Чтобы как-то унять нервы, Гольян написал поэму в тридцать три страницы белым стихом, на который скатился непреднамеренно, хотя и начал с бодрого пушкинского четырехстопного ямба: «Еще к тому ж нас разлучило, Случайной жертвой Герман пал, Ото всего, что мне не мило, Я тут же сердце оторвал…»
Напрашивались и иные рифмы: «отодрал», отъ…» и тому подобные. Но они были скоропалительны и не объективны. Ничего такого грязного в действительности не происходило, а нашептывалось оно лишь вздрагивающим в обиде раздраженным сердцем человека, испытавшего моральные гонения.
Кирилл ушел из дома, не оглядываясь, и теперь делал вид, что женатым никогда не был.
Позорное пятно его ежедневного шестимесячного унижения, в том числе и горечь выпитого полустакана им самим в помин души полиглота-патриота не уходили из сердца, и он их топил в живительной влаге смыслов жизни. Иногда просто выпивал, как сейчас с Ильей.
Забулькало из бутылки, разящий запах пошел над столом.
– Куда по стакану-то сразу!
– Я думал это рюмки… – У Ильи в руке они и были как рюмки. – Не выливать же обратно в бутылку?
– Ты пей, а я буду оттуда себе наливать в рюмку. Как крюшон.

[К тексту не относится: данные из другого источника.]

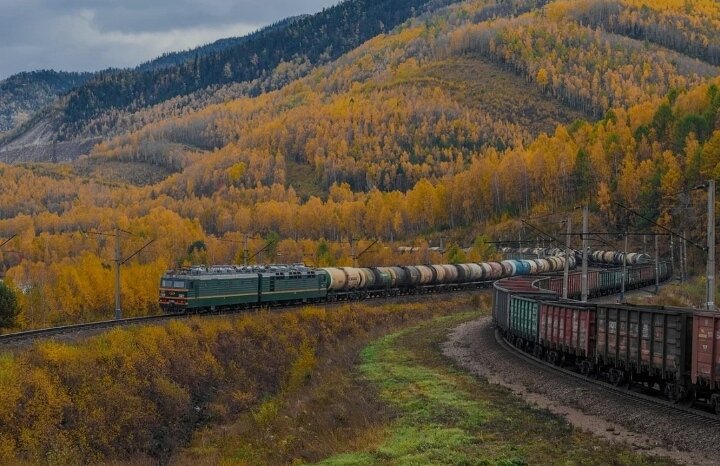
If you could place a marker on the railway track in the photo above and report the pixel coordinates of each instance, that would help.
(51, 332)
(636, 397)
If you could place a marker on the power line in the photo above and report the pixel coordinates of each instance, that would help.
(8, 240)
(661, 227)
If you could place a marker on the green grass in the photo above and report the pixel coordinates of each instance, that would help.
(445, 416)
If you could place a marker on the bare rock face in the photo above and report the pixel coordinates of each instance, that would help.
(64, 151)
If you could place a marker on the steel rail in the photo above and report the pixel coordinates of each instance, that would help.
(38, 334)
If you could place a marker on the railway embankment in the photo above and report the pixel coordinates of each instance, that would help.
(472, 345)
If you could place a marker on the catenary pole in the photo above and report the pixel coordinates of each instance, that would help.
(710, 303)
(585, 246)
(622, 288)
(118, 260)
(566, 271)
(657, 267)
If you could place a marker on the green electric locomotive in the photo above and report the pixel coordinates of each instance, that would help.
(199, 289)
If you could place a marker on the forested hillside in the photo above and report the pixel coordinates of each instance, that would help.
(295, 46)
(451, 125)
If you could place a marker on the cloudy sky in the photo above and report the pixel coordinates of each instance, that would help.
(88, 35)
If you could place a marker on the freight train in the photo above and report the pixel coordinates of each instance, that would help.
(674, 351)
(203, 289)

Пока Гольян плескался со своим крюшоном, Илья выпил стакан и посмотрел вокруг:
– Все так же. Ты как мебель внес, так она и стоит посредине комнаты.
– Так и задумано. Интерьер по зонам.
– Некому тебя пинать… Теть Дашу когда, в прошлом году похоронили?
– В позапрошлом. Ты что!
– Я думал, в прошлом. Кажется вот только. В мае же?

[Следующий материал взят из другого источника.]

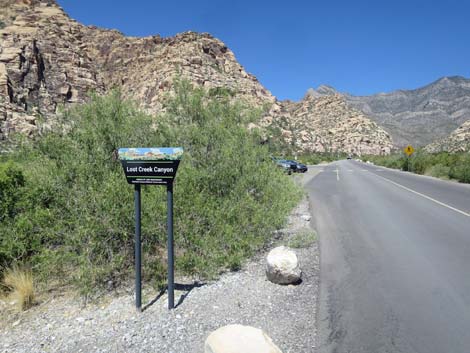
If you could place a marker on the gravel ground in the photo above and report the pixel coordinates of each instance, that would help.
(286, 313)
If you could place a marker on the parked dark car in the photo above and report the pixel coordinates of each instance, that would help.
(299, 167)
(286, 165)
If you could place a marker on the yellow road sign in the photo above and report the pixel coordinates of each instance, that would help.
(409, 150)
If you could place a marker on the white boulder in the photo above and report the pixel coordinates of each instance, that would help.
(282, 266)
(239, 339)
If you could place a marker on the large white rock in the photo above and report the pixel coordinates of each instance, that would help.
(239, 339)
(282, 266)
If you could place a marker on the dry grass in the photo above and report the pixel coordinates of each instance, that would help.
(21, 287)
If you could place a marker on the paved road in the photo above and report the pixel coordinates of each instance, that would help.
(395, 261)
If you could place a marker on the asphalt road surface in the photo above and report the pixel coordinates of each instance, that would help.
(395, 261)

– В мае. Только не в том, а в том, – Гольян закинул, сгорбатив, палец в воздухе через один май.
– Надо же… Скажи, после тридцатника вообще время полетело! Помнишь, как в школе? Конца краю нет. Казалось, вечно будем туда ходить.

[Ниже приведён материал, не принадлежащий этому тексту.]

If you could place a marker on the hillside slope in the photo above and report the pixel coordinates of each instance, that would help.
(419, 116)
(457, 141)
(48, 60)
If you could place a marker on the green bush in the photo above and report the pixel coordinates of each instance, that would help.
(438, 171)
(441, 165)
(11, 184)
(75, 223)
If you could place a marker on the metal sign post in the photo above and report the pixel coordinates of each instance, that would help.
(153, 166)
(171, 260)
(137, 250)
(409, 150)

Кирилл только кивал головой. А может, она у него качалась в такт с ножом, которым он нарезал колбасу, подваливая лоснившиеся на срезе кружки на замену тем, что быстро исчезали с тарелки.
– А первые четыре класса – вообще целая жизнь… – Илья любил вспоминать детство, и не то чтобы истории какие-то, а сам запах его, краски, звуки… И хоть бы он молчал об этом, а то говорил. И ей говорил. И что теперь? Он же – «твердый». Глянул на Гольяна: – Ты чем сейчас занимаешься? Давно тебя не видел.
– Эротикой.
Крупный, полноватый, но очень живой в движениях, и вообще – живой, с обязательной сегодня как для либералов, так и для патриотов бородой, с волосами, скрученными в хвост, Кирилл несколько повлажнел взором, и вальяжность растеклась по всему его телу: от обширной жирноватой доброй груди – к широким штанам.
– Чем?
– Эротикой.
И оттопырив мизинец, отгрыз у огурчика кончик с хвостом.
– Вот ты сам себе и жена… Точно тебя теща определила – «стулья двигаешь да похоть чешешь». Ты хоть бы ремонт сделал. Кирюх? Слышишь… А то обои висят лоскутами. Или эту квартиру продай и новую купи. Тебе не привыкать.
Друзья не понимали его мотивов, когда он трехкомнатную квартиру родителей продал, и купил эту: одну здоровенную комнату в старом царских еще времен доме.
– Ты мне туда же – с обоями! Вот потому и не женюсь. Будет тут какая-нибудь с утра до ночи зудеть, как микроб… Зачем мне «другая», когда здесь потолки под четыре метра?
– Вот ты и не можешь до них достать – паутину снять.
– А высота – это… простор, объем, свет. Мне это для работы нужно, – не слушая Илью, радовался своему жилью Гольян. – И вообще, я человек вольный, лежу, думаю. А надоело думать – вот…
Взял смартфон, затыкал пальцами в экран.
– Вооот… Видишь?
– Упорно сморишь порно?
– Только бессюжетное. Но не в этом дело. Тут всегда предлагают перепихнуться. Цены умеренные, а девушки очень приличные. И самое интересное, все живут неподалеку. Так что квартирка – поискать! А ты говоришь – продай. Я мамкину продал, эту купил. У меня еще бабло осталось. Вот – живу. Эротикой занялся: девушек снимаю. Вон там – в эклере.